First Set of TweetsToby Bloomberg is not the type to let the dust gather. She is always looking at things, asking “what can we do with that” and, rather than just asking, she starts trying and doing. She is a force to be reckoned with!

She is at it again with her latest experiment, Social Media Marketing GSP: A Tweet-book. She asked me to be one of her guinea pigs… um… I mean interviewees… for chapter 6 on communities and networks. Of course, I had to say yes. Here is a bit of context. My tweets are embedded. Let’s see if this makes any sense!

So what’s a Twitter-book you may be asking? It’s a book written using Twitter as platform and distribution channel. Social Media Marketing GPS #smgps is the first business book to experiment with this format.

This Twitter-book is structured as a “real” business book and includes: a foreword, introduction and chapters. Each chapter will have a 1 question interview with people knowledgeable about the topic. All posts will be hash-tagged #smgps.

Chapters and interviews will be tweeted Monday – Friday through the end of April. I invite you to join me in this experiment in a new way to write a business book. Please add your insights and learnings to the stream; they’ll be incorporated into the book. My ultimate goal is that this Twitter-book will serve as a resource about social media written by and for marketers. So explore .. have fun .. discover and don’t be afraid to try it out.

second set of tweets Now that Toby is on chapter six, she has sussed out the process a bit and suggested earlier in the week that preparation is worth it, and that trying to not get carried away with too many tweets is also useful. That asks the writer to be both succinct per post (140 characters) and overall. With the size of the question Toby asked me, that was challenging. How to be brief but substantive, eh? It is harder than it looks.

It is also interesting to try and express something that both works read forwards and backwards. Readers reading back on Twitter, get it from tail to head. Those reading the recap on the blog and eventually the “book” (whatever form that might take) get it in order. Tricky. Interesting.

As I tweeted out my 12 140 character or less contributions, a few people wondered if I a) should be writing a blog post instead (they missed the context and Toby’s intro, I suppose) b) had too much nervous energy and c) how they might contribute. I think the burst of volume might not have been appreciated by all those people following me.

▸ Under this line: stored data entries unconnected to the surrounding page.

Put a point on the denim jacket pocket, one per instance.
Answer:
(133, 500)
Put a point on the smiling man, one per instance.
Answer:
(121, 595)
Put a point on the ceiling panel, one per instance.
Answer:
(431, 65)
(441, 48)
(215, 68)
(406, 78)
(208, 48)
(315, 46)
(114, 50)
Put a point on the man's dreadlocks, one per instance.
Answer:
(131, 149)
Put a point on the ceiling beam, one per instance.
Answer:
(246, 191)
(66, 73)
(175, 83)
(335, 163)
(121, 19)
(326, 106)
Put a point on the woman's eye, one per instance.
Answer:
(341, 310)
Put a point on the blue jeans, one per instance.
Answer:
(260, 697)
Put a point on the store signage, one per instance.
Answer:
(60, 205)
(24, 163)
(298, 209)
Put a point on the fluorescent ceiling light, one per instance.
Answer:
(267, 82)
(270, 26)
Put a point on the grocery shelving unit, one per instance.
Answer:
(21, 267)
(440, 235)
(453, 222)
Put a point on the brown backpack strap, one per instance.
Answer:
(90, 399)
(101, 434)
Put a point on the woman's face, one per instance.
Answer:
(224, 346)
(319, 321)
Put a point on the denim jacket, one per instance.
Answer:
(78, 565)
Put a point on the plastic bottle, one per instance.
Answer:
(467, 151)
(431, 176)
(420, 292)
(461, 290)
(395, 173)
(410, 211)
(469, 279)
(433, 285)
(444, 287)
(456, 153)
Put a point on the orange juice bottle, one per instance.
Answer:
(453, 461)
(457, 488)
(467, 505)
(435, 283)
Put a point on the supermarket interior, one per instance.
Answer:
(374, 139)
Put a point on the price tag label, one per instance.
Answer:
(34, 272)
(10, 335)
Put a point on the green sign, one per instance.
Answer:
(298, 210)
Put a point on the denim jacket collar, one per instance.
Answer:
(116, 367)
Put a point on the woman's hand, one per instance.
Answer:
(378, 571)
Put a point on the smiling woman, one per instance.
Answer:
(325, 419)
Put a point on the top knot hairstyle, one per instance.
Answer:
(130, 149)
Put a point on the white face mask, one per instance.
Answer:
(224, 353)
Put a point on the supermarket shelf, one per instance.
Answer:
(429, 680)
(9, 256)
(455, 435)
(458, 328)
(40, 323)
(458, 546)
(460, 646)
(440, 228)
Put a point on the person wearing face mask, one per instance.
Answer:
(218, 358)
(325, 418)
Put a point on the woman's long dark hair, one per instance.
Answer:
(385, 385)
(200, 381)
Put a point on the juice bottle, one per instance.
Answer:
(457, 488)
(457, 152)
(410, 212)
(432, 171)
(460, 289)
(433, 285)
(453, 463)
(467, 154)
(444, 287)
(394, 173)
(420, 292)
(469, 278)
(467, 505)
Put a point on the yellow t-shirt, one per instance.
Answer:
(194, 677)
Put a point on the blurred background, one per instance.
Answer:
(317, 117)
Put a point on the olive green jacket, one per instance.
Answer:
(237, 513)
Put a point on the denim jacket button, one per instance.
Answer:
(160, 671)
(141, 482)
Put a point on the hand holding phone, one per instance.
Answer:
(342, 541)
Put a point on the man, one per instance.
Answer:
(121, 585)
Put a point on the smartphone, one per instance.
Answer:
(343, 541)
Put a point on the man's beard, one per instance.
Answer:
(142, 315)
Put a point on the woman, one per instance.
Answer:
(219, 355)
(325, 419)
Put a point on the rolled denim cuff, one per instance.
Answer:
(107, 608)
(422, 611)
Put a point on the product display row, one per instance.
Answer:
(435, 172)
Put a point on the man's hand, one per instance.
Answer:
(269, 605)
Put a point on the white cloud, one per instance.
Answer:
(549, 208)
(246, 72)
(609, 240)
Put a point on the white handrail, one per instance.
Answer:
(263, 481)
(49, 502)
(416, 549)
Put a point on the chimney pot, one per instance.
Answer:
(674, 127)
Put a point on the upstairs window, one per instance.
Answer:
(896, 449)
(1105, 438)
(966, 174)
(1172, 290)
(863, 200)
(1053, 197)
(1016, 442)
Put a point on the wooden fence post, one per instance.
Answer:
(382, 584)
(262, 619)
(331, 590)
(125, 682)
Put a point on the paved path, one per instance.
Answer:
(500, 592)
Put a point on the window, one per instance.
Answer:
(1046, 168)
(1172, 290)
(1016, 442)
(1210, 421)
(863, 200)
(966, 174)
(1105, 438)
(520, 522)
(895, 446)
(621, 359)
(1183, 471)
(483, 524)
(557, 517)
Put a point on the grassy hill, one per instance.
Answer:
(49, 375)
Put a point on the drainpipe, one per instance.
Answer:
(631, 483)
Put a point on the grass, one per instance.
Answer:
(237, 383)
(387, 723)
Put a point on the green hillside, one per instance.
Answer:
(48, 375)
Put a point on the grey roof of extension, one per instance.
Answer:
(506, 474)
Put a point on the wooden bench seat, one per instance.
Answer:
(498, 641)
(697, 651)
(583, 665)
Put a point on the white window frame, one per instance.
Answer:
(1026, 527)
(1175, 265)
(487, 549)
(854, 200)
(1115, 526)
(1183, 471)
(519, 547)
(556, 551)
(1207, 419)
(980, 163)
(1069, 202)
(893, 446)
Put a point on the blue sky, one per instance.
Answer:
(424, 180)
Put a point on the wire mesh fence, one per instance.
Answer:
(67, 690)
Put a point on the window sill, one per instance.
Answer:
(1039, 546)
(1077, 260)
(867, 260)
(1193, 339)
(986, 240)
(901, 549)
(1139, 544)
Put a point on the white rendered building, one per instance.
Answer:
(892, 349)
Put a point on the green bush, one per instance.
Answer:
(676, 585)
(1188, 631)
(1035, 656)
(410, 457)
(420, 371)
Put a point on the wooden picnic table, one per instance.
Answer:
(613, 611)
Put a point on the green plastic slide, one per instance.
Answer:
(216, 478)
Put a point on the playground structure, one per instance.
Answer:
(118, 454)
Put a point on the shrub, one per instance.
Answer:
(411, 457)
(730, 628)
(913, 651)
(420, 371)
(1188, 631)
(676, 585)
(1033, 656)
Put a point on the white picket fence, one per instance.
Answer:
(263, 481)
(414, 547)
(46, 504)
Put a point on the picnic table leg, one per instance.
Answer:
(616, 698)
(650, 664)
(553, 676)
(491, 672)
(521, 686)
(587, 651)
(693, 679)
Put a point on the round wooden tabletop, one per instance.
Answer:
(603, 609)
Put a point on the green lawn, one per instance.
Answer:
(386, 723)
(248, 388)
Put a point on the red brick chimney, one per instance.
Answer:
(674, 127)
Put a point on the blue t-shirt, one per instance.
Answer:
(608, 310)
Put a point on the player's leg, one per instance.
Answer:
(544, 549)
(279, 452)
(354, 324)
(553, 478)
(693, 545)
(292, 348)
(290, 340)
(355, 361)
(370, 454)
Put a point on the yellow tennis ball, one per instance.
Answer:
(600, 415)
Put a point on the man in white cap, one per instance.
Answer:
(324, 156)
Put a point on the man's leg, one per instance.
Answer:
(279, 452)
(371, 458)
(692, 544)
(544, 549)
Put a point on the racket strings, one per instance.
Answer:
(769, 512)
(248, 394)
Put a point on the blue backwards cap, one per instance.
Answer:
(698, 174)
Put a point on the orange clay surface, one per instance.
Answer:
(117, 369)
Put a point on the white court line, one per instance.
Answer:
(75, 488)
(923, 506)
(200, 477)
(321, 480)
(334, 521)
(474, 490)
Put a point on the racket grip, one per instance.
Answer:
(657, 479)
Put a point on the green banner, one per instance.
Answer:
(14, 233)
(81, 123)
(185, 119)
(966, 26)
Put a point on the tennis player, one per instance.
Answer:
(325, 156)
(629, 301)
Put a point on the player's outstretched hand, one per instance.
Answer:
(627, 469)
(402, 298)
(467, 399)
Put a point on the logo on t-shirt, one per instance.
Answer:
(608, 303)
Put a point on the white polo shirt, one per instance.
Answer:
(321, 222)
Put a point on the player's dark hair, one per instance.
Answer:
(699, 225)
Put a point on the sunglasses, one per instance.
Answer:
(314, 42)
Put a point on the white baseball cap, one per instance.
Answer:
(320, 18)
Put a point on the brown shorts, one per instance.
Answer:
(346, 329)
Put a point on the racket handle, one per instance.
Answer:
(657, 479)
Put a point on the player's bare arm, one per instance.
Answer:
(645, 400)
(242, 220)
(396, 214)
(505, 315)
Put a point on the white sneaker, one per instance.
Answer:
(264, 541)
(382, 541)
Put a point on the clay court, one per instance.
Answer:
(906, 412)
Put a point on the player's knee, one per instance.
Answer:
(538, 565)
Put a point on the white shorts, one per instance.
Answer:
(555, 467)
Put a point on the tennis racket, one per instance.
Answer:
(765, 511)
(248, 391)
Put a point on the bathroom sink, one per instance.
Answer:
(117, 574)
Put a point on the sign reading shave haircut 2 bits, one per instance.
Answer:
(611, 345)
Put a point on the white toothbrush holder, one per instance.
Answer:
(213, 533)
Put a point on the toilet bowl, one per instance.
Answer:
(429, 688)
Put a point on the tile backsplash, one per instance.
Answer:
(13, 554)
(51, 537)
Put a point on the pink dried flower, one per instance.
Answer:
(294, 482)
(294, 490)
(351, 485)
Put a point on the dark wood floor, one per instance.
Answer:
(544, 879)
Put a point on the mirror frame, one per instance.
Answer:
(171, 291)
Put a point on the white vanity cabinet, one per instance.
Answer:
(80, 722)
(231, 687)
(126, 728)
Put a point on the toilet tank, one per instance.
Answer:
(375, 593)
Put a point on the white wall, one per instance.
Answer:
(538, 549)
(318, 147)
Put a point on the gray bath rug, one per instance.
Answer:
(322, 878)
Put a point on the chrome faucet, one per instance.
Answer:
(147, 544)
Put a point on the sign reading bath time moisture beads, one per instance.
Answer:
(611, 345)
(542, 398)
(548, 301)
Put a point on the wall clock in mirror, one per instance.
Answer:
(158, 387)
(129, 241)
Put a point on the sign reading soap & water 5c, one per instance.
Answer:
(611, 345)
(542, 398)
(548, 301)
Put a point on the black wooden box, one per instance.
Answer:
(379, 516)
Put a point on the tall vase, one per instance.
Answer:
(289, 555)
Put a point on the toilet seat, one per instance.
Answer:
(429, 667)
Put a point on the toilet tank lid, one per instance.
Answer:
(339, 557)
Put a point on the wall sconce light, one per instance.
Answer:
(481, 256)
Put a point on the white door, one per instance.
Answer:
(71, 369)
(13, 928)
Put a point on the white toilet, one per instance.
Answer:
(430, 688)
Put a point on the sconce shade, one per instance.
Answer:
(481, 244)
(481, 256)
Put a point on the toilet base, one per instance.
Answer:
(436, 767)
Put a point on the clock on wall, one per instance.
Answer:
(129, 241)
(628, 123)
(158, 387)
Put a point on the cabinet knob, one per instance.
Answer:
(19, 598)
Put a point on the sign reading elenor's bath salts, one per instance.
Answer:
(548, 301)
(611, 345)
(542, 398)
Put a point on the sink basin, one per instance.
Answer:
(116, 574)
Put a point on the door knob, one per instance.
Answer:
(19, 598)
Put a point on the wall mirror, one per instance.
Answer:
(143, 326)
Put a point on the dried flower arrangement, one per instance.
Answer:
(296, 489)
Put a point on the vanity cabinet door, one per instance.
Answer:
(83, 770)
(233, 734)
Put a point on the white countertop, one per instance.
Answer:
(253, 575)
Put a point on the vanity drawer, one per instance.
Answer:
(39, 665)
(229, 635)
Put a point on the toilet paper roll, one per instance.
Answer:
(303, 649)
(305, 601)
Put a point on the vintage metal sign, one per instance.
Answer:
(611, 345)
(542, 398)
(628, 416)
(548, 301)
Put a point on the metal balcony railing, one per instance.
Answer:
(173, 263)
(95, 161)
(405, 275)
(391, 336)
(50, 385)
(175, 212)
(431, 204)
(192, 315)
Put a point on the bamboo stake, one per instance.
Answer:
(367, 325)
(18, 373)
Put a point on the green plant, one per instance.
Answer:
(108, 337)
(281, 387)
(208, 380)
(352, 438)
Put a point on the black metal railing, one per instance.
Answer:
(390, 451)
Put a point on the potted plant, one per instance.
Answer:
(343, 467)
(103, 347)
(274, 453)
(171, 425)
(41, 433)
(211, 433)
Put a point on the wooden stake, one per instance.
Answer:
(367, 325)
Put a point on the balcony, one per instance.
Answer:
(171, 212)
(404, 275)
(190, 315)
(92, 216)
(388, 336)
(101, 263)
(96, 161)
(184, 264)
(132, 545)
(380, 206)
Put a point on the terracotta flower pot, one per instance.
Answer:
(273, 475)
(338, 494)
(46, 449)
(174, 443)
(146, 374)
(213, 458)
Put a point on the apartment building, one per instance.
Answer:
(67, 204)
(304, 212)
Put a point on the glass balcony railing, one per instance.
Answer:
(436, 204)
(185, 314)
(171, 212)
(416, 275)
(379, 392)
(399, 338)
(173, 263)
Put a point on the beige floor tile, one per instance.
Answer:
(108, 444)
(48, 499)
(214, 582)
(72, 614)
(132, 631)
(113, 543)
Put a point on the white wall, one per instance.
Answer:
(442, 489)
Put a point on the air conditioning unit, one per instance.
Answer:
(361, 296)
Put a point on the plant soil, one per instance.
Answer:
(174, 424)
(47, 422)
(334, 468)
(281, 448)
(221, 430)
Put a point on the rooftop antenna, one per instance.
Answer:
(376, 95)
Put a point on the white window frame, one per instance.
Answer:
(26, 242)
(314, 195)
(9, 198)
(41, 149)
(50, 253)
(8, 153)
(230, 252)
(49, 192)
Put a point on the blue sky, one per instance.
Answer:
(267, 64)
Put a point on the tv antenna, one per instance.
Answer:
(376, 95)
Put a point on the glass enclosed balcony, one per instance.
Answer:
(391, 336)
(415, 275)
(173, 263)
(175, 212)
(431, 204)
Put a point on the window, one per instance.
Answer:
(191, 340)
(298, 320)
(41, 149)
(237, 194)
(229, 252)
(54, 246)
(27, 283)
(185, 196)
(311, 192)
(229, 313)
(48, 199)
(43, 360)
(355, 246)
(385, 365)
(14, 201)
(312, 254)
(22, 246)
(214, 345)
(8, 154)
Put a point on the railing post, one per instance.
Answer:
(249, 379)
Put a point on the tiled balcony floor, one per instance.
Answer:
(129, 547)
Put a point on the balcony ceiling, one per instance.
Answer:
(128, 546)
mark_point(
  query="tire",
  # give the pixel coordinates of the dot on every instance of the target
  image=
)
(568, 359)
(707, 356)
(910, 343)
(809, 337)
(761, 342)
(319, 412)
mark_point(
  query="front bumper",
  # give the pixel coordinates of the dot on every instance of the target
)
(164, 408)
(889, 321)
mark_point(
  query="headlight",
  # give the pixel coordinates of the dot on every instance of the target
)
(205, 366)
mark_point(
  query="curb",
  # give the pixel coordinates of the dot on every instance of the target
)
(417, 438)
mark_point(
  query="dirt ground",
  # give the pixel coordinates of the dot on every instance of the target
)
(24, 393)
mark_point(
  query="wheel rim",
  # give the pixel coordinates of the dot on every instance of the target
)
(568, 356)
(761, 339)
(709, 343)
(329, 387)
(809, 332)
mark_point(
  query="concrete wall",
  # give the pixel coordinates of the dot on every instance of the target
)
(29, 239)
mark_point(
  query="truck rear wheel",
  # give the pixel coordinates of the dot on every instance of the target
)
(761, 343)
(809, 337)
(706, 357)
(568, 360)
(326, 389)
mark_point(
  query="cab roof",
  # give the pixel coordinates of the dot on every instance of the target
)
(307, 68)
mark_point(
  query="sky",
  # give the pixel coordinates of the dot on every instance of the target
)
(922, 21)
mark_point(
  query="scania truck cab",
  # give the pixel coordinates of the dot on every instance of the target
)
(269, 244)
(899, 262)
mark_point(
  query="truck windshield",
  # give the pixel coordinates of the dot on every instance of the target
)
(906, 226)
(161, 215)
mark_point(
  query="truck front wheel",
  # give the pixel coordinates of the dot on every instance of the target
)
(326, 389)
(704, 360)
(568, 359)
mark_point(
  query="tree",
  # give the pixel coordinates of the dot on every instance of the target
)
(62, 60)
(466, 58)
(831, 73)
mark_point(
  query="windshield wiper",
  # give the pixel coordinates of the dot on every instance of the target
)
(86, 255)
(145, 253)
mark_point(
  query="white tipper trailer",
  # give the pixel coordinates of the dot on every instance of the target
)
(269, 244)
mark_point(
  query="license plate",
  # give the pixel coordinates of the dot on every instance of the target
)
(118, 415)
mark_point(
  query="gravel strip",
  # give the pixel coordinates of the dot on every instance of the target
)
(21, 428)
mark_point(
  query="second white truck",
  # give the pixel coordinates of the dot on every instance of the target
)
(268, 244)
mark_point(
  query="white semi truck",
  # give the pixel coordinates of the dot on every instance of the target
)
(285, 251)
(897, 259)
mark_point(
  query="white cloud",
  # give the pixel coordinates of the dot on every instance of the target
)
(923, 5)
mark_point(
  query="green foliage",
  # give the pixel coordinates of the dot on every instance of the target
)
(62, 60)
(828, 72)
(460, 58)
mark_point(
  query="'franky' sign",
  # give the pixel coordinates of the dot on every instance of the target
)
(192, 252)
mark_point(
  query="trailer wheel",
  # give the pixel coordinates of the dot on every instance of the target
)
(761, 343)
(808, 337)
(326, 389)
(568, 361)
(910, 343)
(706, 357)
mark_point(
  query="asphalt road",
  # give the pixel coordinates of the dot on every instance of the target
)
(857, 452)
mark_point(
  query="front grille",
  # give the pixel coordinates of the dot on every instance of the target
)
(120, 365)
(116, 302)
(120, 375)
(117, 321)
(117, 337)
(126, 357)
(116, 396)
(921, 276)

Hmmmm… what do you think? final set of tweetsAre we pushing a medium too far or is this a useful, creative application? Or something all together different?

Here are a few other creative writing experiments with Twitter:

The interview for Chapter 6 is also now up here.

3 thoughts on “Social Media Marketing GSP: A Tweet-book”

  1. Nancy – Thanks for your too kind words and for playing along with this Twitter experiment to learn if there might be a new way to write and distribute a ‘book.’ One of my questions was – could tweets be written as unique full thoughts and at the same time be incorporated into a more comprehensive structure like the section you wrote? Reading your tweets the answer is “yes.”

  2. I love this idea – two things I love about it: getting in there and just giving it a go (how can we know if a new idea will work unless we try it out?) and the way 140 characters encourages brevity, clarity and touching on the essence.

    Cheers

    Viv

  3. People have always loved writing unique, concise pieces of wisdom. We see pre-digital twitter on grave-stones such as:

    “I Told You I Was Sick”,
    “Here lies the body of Jonathan Blake, Stepped on the gas instead of the brake.”,
    “Here lies my wife: here let her lie! Now she’s at rest, and so am I.” (John Dryden on his wife!)

    I love these. See some more i.e. on (http://www.squidoo.com/funnyfamoustombstoneepitaphs; http://www.blakjak.demon.co.uk/epitfs.htm)

    SMS was also a revolution for communication. Yesterday, Deutsche Telekom in Germany apologised for an embarassing server break-down last week by offering clients free sms. A record number of 85000000 sms were sent – more than at Christmas and New Year! People just love sms and, especially if it’s free, only having 160 characters at our disposal will continue to allow us to communicate without clutter.